A Transfer-Learnable Natural Language Interface for Databases
This addresses the need for scalable and adaptable natural language interfaces for databases, offering a solution that reduces customization efforts for specific databases, though it builds incrementally on existing methods.
The paper tackles the problem of creating a general-purpose natural language interface for any relational database by introducing a transfer-learnable model that separates schema and data with natural language knowledge, achieving state-of-the-art performance on WikiSQL and transferability to OVERNIGHT without retraining.

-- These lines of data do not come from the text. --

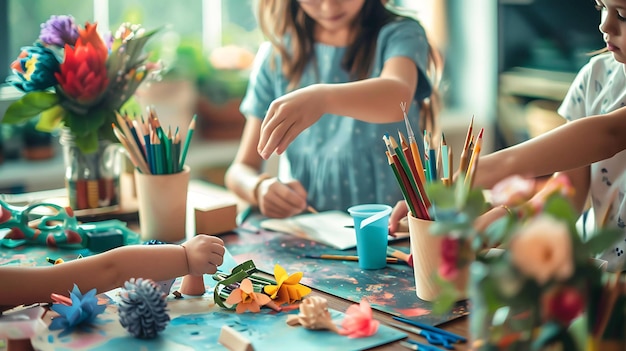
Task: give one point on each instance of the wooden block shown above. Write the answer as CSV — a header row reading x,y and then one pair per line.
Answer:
x,y
233,340
215,209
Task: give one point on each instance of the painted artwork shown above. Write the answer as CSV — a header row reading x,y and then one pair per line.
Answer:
x,y
195,324
390,290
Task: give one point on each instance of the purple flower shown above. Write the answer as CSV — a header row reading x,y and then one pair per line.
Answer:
x,y
58,31
82,312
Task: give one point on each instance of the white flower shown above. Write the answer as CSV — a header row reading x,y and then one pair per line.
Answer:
x,y
542,249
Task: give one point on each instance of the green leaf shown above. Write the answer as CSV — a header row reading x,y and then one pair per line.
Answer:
x,y
87,143
601,240
448,296
82,125
551,333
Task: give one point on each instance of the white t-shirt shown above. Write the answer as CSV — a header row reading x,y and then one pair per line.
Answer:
x,y
599,88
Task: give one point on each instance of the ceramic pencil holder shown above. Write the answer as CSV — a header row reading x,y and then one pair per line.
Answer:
x,y
426,251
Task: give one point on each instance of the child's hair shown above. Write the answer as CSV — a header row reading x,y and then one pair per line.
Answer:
x,y
278,18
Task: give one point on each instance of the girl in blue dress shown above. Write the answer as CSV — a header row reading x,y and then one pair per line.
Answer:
x,y
323,91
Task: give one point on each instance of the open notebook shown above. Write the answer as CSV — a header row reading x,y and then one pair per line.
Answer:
x,y
332,228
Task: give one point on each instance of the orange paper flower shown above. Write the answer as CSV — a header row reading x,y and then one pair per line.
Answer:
x,y
288,288
359,321
246,299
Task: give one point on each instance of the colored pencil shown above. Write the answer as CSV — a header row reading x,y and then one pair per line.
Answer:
x,y
403,186
420,209
473,163
465,152
192,126
135,156
417,158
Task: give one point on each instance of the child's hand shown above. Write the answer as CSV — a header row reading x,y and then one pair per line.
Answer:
x,y
281,200
204,254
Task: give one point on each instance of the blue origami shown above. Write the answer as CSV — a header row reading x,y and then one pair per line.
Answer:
x,y
82,312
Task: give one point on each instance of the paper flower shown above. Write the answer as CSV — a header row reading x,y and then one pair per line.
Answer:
x,y
359,321
76,78
143,309
246,299
313,315
448,268
83,311
542,249
288,288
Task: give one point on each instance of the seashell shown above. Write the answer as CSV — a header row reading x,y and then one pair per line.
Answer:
x,y
143,309
314,315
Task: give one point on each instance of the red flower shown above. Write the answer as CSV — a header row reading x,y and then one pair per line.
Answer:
x,y
448,269
83,75
564,305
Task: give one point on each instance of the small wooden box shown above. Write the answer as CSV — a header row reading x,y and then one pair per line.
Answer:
x,y
215,208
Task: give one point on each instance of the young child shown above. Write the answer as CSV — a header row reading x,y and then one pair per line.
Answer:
x,y
324,91
557,150
598,89
108,270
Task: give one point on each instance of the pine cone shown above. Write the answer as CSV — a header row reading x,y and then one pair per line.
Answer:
x,y
143,309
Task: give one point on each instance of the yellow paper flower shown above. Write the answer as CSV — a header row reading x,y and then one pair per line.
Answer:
x,y
288,288
246,299
542,249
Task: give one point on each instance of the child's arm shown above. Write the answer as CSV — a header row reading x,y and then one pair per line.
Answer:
x,y
374,100
570,146
109,270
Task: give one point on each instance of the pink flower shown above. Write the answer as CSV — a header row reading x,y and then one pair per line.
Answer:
x,y
359,321
559,185
448,269
288,288
512,191
563,305
542,249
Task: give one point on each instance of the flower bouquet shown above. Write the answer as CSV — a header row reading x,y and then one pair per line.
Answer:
x,y
73,77
527,294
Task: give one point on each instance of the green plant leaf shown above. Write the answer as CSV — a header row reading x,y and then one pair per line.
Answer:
x,y
448,296
82,125
87,143
601,240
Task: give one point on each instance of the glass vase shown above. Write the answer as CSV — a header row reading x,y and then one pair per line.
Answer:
x,y
493,324
92,179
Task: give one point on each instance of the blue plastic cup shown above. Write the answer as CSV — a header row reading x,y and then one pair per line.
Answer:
x,y
371,223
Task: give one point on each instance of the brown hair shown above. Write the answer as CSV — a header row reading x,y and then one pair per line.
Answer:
x,y
278,18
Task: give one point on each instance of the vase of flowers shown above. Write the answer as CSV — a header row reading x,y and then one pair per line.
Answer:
x,y
526,294
75,79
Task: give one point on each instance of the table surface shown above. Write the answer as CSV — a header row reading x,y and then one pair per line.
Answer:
x,y
458,326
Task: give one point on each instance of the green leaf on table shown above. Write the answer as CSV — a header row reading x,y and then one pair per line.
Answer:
x,y
29,106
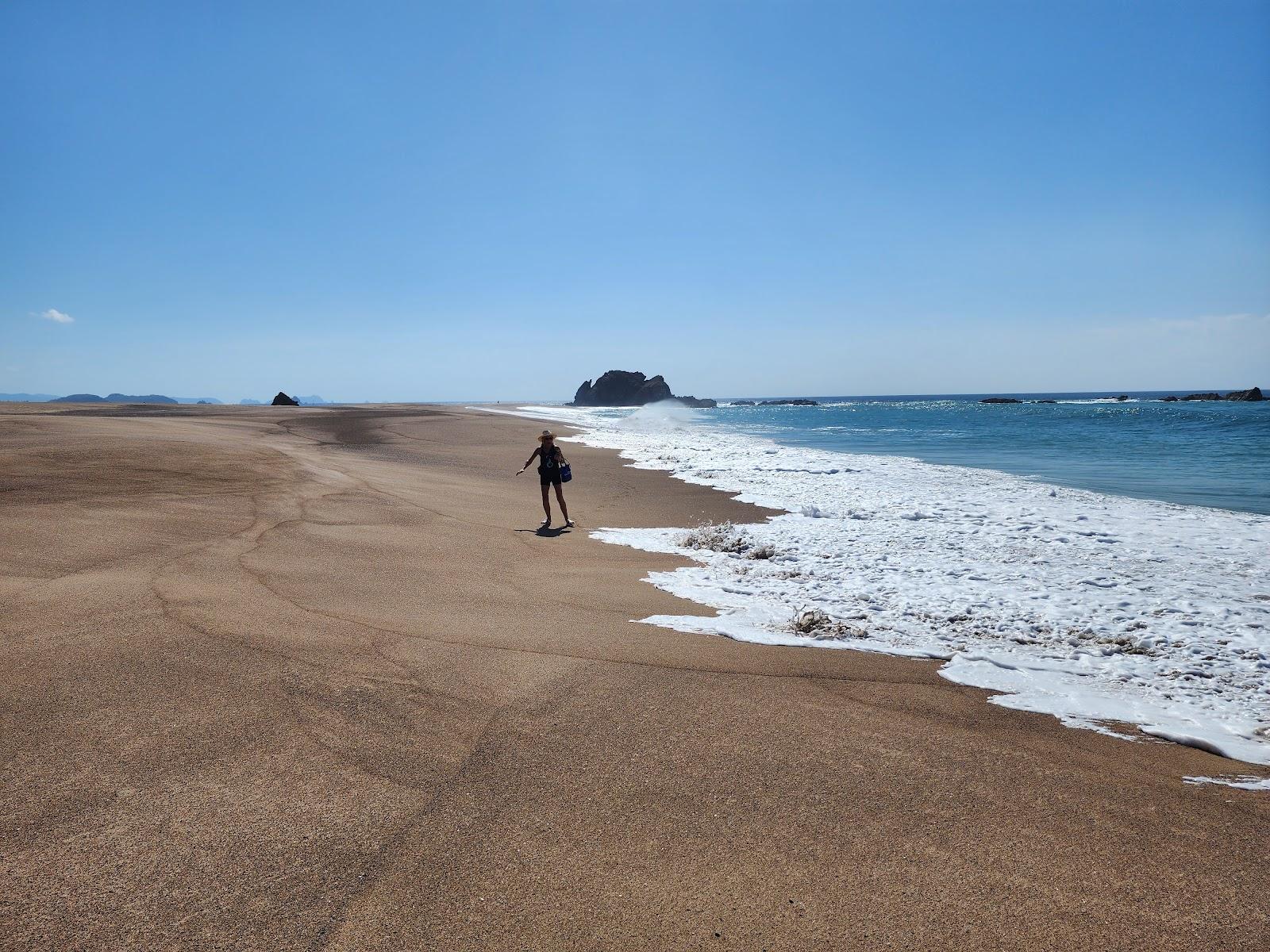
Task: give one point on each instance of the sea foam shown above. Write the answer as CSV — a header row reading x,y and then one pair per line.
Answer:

Relational database management systems (RDBMSs) are powerful because they are able to optimize and answer queries against any relational database. A natural language interface (NLI) for a database, on the other hand, is tailored to support that specific database. In this work, we introduce a general purpose transfer-learnable NLI with the goal of learning one model that can be used as NLI for any relational database. We adopt the data management principle of separating data and its schema, but with the additional support for the idiosyncrasy and complexity of natural languages. Specifically, we introduce an automatic annotation mechanism that separates the schema and the data, where the schema also covers knowledge about natural language. Furthermore, we propose a customized sequence model that translates annotated natural language queries to SQL statements. We show in experiments that our approach outperforms previous NLI methods on the WikiSQL dataset and the model we learned can be applied to another benchmark dataset OVERNIGHT without retraining.